Miranda Lambert: Wildcard

Album Review BY JEREMY RAY BURCHARD

Few artists ever want to be compared to their previous work—but when your previous album is as ambitious, sprawling and personal as Miranda Lambert’s 2016 double album, The Weight of These Wings, it’s hard to mention her new Wildcard without at least juxtaposing them. On Wildcard, Lambert seems to have found a sturdy middle ground between the brooding, “burn it down” rock ’n’ roll of her early years and the more reflexive journeys of recent albums.
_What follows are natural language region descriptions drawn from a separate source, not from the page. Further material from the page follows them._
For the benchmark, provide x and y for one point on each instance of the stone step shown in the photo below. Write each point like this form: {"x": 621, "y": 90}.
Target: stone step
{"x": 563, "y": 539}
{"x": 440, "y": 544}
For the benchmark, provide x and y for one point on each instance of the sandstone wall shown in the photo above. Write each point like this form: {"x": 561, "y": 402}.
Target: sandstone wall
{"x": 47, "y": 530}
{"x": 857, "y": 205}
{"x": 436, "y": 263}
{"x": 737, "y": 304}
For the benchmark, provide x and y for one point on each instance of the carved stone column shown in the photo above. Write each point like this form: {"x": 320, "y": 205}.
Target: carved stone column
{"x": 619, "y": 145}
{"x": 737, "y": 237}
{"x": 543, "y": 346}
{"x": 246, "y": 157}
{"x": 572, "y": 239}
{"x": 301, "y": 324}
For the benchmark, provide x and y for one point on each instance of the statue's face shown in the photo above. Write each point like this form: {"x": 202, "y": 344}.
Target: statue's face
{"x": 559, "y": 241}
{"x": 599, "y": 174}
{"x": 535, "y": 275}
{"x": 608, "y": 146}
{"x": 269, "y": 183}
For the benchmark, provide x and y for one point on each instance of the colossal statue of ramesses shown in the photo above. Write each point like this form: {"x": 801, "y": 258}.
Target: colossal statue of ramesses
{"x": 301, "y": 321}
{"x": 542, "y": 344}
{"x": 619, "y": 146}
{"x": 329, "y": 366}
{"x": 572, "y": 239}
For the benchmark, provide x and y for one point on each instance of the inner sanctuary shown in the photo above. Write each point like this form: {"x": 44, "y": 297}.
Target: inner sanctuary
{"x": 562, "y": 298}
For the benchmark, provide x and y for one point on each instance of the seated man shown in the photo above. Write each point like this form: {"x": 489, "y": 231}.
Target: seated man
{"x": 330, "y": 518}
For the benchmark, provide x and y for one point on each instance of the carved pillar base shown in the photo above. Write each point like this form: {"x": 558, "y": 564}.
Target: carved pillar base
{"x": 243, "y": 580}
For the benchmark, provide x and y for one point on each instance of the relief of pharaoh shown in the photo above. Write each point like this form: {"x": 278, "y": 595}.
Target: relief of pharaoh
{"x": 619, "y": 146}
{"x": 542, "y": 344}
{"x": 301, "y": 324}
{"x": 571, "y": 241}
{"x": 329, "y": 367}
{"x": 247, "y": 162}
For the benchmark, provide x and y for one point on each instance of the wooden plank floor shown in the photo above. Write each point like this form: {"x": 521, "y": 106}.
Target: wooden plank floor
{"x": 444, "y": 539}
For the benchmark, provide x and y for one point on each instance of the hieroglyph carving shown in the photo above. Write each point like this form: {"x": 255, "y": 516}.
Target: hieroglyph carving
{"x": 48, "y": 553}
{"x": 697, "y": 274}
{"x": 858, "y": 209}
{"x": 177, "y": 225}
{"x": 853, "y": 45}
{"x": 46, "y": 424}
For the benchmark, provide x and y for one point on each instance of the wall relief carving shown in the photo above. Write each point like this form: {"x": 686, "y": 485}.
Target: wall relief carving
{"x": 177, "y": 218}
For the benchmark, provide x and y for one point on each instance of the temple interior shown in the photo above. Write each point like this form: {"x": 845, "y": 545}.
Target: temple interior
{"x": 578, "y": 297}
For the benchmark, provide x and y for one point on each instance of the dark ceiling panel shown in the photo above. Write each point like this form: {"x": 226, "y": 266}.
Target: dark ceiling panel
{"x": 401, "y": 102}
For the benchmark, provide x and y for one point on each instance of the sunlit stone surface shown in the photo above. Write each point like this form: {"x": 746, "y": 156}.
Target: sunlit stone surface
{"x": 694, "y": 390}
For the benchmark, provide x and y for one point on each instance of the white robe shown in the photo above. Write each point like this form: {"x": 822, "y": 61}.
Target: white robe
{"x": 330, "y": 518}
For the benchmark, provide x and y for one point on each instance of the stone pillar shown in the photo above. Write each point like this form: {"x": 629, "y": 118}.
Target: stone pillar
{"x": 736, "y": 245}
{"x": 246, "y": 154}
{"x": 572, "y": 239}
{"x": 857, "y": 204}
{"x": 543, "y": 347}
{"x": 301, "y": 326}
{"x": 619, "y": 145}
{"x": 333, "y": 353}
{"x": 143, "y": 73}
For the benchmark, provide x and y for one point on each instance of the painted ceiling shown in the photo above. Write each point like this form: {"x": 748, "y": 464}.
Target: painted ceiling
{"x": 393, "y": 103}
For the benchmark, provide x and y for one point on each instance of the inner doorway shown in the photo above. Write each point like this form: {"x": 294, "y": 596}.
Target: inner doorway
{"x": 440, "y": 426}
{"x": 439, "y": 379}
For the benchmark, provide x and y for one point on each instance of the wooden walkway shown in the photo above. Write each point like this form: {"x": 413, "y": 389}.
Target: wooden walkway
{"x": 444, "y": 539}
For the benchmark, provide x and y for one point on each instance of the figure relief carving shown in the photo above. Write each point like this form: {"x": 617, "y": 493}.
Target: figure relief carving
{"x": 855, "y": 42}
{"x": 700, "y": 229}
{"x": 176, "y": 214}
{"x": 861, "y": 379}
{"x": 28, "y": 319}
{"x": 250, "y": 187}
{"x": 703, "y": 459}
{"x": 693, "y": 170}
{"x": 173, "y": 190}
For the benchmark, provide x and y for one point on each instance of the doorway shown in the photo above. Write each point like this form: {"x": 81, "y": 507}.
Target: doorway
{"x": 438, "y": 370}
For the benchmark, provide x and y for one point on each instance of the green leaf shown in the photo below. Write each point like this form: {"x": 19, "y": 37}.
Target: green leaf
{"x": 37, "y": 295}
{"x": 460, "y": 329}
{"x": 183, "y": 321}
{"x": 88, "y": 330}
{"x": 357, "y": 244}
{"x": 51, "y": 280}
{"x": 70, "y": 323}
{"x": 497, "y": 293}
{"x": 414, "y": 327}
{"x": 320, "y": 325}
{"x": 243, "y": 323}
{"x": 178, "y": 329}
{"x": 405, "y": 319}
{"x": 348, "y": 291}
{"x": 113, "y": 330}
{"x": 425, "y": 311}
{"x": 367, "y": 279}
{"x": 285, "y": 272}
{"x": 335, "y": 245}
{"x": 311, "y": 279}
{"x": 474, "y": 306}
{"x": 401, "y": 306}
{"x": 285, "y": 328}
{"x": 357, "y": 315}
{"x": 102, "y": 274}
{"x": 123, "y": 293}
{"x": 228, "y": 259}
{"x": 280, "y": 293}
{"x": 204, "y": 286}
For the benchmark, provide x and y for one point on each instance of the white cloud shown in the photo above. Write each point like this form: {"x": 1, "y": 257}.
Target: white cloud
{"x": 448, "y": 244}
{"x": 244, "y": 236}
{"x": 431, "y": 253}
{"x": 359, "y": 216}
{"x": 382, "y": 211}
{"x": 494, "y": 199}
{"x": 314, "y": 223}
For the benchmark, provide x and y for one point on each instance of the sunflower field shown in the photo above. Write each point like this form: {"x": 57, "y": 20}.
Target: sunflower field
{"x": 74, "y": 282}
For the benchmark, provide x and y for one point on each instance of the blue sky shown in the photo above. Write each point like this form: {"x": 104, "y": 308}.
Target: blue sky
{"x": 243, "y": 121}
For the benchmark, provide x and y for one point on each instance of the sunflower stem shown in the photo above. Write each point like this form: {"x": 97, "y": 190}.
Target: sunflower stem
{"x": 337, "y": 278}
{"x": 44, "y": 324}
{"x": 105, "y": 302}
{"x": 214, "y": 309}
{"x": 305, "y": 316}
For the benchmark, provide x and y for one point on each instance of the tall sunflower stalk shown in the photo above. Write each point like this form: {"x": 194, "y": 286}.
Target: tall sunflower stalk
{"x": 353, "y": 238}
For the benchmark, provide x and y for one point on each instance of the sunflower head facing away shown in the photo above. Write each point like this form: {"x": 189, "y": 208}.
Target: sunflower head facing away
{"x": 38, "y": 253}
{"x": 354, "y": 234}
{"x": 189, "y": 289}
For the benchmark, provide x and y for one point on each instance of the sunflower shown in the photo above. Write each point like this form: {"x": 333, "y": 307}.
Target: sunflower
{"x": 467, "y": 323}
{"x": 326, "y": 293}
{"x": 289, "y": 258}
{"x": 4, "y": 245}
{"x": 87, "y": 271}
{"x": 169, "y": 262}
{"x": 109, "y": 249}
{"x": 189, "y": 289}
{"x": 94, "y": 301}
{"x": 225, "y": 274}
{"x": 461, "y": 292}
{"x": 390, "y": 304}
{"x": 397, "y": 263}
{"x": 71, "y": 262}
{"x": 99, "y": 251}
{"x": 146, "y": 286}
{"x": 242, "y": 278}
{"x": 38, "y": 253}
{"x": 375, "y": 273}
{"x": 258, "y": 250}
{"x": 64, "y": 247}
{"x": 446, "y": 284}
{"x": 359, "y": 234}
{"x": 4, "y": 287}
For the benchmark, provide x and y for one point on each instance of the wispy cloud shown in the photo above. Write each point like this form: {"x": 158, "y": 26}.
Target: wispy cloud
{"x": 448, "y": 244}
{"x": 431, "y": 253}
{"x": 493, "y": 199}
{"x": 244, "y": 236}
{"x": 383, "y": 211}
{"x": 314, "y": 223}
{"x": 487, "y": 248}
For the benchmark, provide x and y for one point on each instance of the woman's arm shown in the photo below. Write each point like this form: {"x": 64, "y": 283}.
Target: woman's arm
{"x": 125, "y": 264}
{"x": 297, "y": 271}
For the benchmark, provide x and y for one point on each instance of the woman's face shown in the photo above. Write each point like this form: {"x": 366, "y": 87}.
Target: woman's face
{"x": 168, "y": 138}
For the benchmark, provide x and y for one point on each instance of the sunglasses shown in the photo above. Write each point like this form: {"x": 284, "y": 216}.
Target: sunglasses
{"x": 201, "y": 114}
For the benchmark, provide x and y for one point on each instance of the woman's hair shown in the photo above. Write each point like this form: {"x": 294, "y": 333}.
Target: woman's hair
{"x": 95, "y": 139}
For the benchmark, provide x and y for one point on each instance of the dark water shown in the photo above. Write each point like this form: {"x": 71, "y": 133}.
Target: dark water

The Jay Joyce–produced album strikes a balance between the “attitude as a metaphor” approach with tunes like “Locomotive” and “Way Too Pretty For Prison” and the earnest emotion of songs like “How Dare You Love” and “Dark Bars.” If there’s any clear through line in Lambert’s music, it’s her knack for singing memorable lines that have never been sung before—a feat that gets harder every day. Consider this line in “Pretty Bitchin’”: “I’m pretty from the back / Kinda pretty in the face / I hate to admit it / But it didn’t stop me, did it?” It takes a certain level of confidence to deliver a line like that in country music, and Lambert has confidence in spades. Wildcard is, at its heart, a very good pop rock record. It’s perhaps some of Lambert’s hookiest music yet, thanks in no small part to persistent disco beats and a chorus-first approach. If The Weight of These Wings was like peering in on Miranda Lambert’s diary pages, Wildcard is like going to her block party.